11.15 am: On a cool, drizzly morning, two mistle thrushes are checking out the well-trodden grass of the play area at Pontefract Castle. One of them appears to have a sash of darker feathers across its speckled breast, perhaps a result of hopping through wet grass. On both birds there’s a white spot on the wing.
It’s that time of year when blue tits and sparrows fight it out for who gets to nest in our various nest boxes. Last year the blue tits raised a brood in the sparrow terrace at the back of our house but after a lively dispute between a pair of sparrows and a pair of blue tits over the blue tit box in the rowan tree in the front garden, the box ended up with no occupants during the breeding season.
History is repeating itself with the blue tits franticly trying to repel the sparrows at 8.30 this morning but the sparrows managed to force their way to the box and, as it turned out, despite the narrow dimensions of the brass ring around the entrance hole, they were able to squeeze in.
The sparrow terrace. With resident blue tit.
At the moment it’s sparrows who are taking most interest in the three-nest hole sparrow terrace but it’s early days and the blue tits could easily be the ones who eventually take possession.
We helped this toad across the towpath on the narrow strip of land between the canal and the river. It was heading in the direction of a marshy field, the Wyke, on a meander of the River Calder. Also crossing the towpath, a larger female toad with a small male clinging tightly to her back.
Another dip into my student sketchbook from 50 years ago and I was visiting Christopher and Doreen Reynolds in Broadstairs. I’d written about Christopher and his approach to natural history illustration and writing as a closing section in my thesis at Leeds College of Art but this was the first time I’d met him.

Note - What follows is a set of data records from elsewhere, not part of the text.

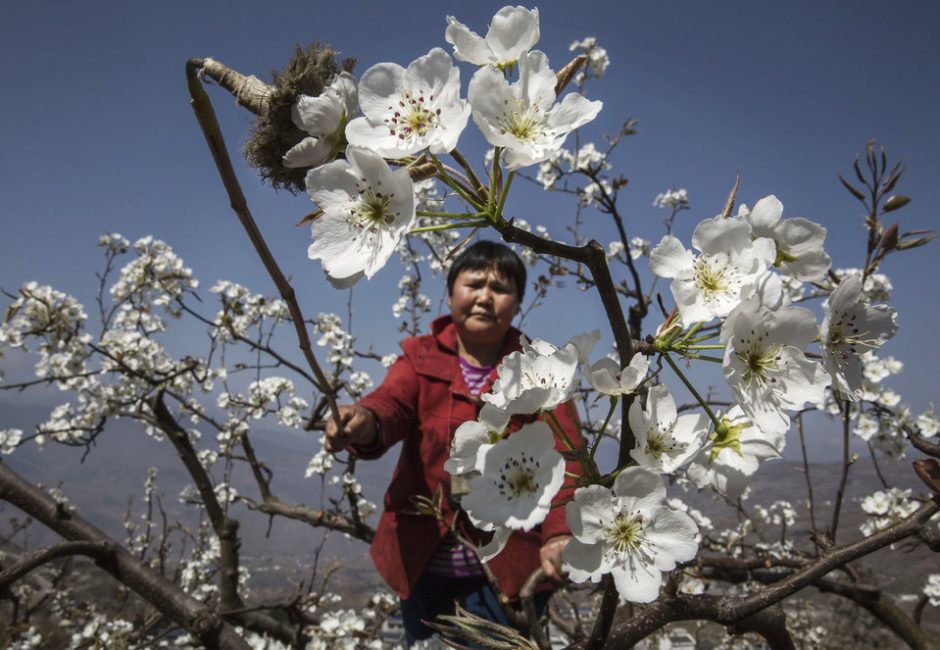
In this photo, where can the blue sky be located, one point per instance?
(99, 136)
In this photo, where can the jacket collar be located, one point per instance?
(437, 354)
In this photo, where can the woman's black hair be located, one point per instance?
(487, 254)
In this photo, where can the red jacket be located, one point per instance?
(421, 402)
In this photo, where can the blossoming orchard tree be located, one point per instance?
(379, 155)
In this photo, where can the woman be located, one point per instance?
(431, 389)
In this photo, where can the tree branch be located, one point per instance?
(33, 561)
(205, 115)
(200, 620)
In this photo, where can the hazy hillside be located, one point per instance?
(114, 471)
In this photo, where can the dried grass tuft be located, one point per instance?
(308, 72)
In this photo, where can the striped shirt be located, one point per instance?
(451, 558)
(475, 376)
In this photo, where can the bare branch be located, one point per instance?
(200, 620)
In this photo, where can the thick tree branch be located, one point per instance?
(35, 560)
(205, 115)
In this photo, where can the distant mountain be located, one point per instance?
(115, 468)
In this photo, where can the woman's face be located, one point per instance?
(482, 304)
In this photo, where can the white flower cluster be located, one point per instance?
(885, 508)
(333, 336)
(598, 61)
(395, 112)
(672, 199)
(9, 440)
(932, 589)
(49, 322)
(243, 310)
(157, 276)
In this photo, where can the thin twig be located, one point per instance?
(205, 115)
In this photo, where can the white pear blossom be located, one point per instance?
(672, 199)
(324, 118)
(799, 241)
(712, 284)
(606, 376)
(733, 454)
(664, 439)
(9, 440)
(928, 423)
(629, 532)
(512, 32)
(519, 477)
(849, 329)
(366, 209)
(473, 438)
(408, 110)
(523, 117)
(886, 508)
(932, 589)
(541, 376)
(598, 61)
(765, 364)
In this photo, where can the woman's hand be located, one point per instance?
(357, 427)
(550, 555)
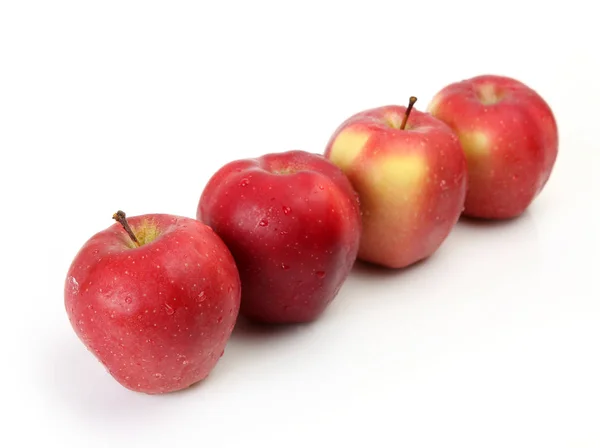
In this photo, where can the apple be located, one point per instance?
(155, 298)
(292, 222)
(510, 137)
(410, 174)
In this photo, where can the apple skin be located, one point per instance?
(510, 137)
(292, 222)
(157, 316)
(411, 182)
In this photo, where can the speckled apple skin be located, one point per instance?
(292, 222)
(411, 182)
(159, 316)
(510, 137)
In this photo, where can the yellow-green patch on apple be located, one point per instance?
(347, 146)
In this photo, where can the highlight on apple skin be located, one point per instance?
(154, 298)
(292, 222)
(510, 138)
(410, 173)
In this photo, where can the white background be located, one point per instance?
(494, 342)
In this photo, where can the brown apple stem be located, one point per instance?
(121, 219)
(411, 103)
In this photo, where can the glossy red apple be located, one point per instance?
(410, 174)
(292, 223)
(510, 137)
(155, 306)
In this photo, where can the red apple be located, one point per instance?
(157, 306)
(292, 223)
(410, 174)
(510, 138)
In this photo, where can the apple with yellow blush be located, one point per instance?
(410, 173)
(510, 138)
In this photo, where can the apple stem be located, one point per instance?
(411, 102)
(121, 219)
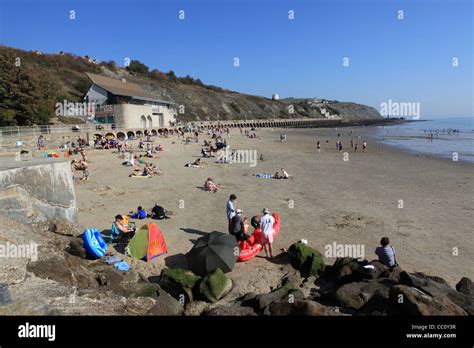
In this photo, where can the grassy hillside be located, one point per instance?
(31, 84)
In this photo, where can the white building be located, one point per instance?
(127, 104)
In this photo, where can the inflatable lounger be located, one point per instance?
(253, 246)
(94, 243)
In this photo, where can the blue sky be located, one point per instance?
(407, 60)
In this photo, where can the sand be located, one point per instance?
(328, 201)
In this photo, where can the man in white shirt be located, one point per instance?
(266, 224)
(231, 209)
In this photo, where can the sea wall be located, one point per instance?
(37, 190)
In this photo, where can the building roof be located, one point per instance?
(128, 89)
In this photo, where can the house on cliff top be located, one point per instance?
(127, 104)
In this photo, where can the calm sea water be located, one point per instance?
(415, 137)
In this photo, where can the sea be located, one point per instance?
(449, 137)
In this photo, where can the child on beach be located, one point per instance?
(386, 253)
(266, 223)
(231, 208)
(140, 214)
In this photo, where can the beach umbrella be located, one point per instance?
(214, 250)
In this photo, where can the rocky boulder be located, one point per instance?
(412, 301)
(465, 286)
(196, 308)
(215, 286)
(179, 283)
(307, 260)
(64, 228)
(289, 285)
(298, 307)
(166, 305)
(229, 311)
(349, 296)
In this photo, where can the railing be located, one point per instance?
(35, 131)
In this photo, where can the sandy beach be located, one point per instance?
(328, 201)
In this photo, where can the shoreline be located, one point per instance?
(352, 202)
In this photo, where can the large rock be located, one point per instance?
(54, 267)
(307, 260)
(179, 283)
(166, 305)
(64, 227)
(412, 301)
(428, 284)
(196, 308)
(215, 286)
(465, 286)
(37, 190)
(229, 311)
(349, 296)
(288, 286)
(378, 305)
(298, 307)
(464, 301)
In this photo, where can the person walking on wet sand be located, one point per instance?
(266, 224)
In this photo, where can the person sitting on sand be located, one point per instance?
(140, 214)
(158, 212)
(210, 185)
(156, 171)
(386, 253)
(285, 174)
(120, 230)
(85, 175)
(266, 222)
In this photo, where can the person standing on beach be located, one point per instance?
(266, 223)
(231, 209)
(386, 253)
(237, 228)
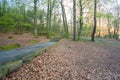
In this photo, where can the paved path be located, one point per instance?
(73, 61)
(9, 55)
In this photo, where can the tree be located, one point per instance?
(81, 19)
(35, 17)
(64, 20)
(74, 20)
(94, 29)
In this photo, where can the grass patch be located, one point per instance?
(33, 41)
(10, 37)
(8, 47)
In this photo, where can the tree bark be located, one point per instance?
(95, 21)
(35, 18)
(81, 19)
(74, 20)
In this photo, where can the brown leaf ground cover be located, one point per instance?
(72, 61)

It was so useful to go beachcombing ‘with someone who could not only say what the shells and washed up animals and plants were but could also, if prompted, come up with some interesting observation about it.’

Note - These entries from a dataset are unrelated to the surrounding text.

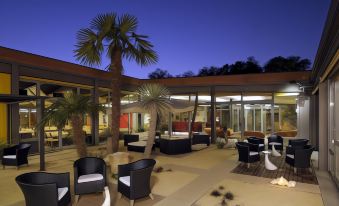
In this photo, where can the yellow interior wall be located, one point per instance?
(5, 88)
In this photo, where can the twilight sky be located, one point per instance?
(187, 34)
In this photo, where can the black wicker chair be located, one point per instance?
(201, 139)
(89, 176)
(299, 157)
(259, 141)
(130, 138)
(41, 189)
(296, 144)
(248, 153)
(278, 142)
(16, 155)
(175, 146)
(134, 179)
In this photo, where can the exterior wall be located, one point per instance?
(323, 126)
(5, 88)
(304, 120)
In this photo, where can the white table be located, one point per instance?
(274, 151)
(268, 164)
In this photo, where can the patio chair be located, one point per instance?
(259, 141)
(15, 155)
(134, 179)
(41, 188)
(296, 144)
(299, 157)
(248, 153)
(278, 142)
(89, 176)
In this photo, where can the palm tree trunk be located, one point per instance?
(78, 135)
(151, 133)
(115, 68)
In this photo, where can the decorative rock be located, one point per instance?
(283, 182)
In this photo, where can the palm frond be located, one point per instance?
(64, 108)
(89, 47)
(154, 96)
(127, 24)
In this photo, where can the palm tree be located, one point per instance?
(154, 98)
(71, 108)
(116, 37)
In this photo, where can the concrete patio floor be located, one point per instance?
(190, 182)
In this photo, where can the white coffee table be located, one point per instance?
(274, 151)
(268, 164)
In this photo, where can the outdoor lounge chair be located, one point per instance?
(299, 157)
(41, 189)
(297, 143)
(278, 142)
(175, 146)
(16, 155)
(89, 176)
(134, 179)
(259, 141)
(248, 153)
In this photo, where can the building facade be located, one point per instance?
(325, 95)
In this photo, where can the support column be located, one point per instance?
(272, 115)
(213, 123)
(14, 108)
(242, 117)
(95, 116)
(41, 133)
(323, 126)
(170, 124)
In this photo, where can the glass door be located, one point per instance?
(257, 117)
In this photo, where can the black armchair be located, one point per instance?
(259, 141)
(248, 153)
(201, 139)
(297, 143)
(16, 155)
(130, 138)
(299, 157)
(134, 179)
(41, 189)
(89, 176)
(278, 142)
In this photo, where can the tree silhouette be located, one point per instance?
(159, 74)
(282, 64)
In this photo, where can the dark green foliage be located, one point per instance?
(242, 67)
(186, 74)
(282, 64)
(159, 74)
(110, 33)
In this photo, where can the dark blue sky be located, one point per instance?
(187, 34)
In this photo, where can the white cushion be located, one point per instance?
(290, 156)
(126, 180)
(275, 143)
(62, 192)
(253, 153)
(138, 144)
(9, 156)
(107, 201)
(90, 178)
(197, 147)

He was writing and illustrating his children’s non-fiction book Creatures of the Bay at that time.
Flowering cherry (or some other kind of Prunus?) at the hospice this morning.
Blackbirds are singing, wood pigeons occasionally perch in the branches but the most remarkable bird was a red kite, seen from the car park.
Crystal Dendrite
Crystal dendrite on flagstone
In a flagstone just outside John’s patio windows, these dendritic crystals look like the fossil of a tree but they’re actually crystals – perhaps of manganese as they’re black – that have grow across the layers of this flagstone, in a similar from to the ice crystals in a snowflake.
The fast food at the Falafel Street Kitchen was a tad too fast for me and this was as far as I was able to get in sketching the customers.
Luckily the pace at the Nats’ AGM was a little more sedate. Even so, these days we get through the business side of the evening in a little over fifteen minutes.
Like a scene from Peter Rabbit, a woman walks up the garden path to Hilary’s cafe with a large bunch of fresh carrots, holding them by the lush ferny foliage of the carrot tops.
She’s soon back down the shed, returning again with three Petanque boule-size beetroots, again with fresh-looking foliage.
“I only came here for a cup of coffee!” she explains.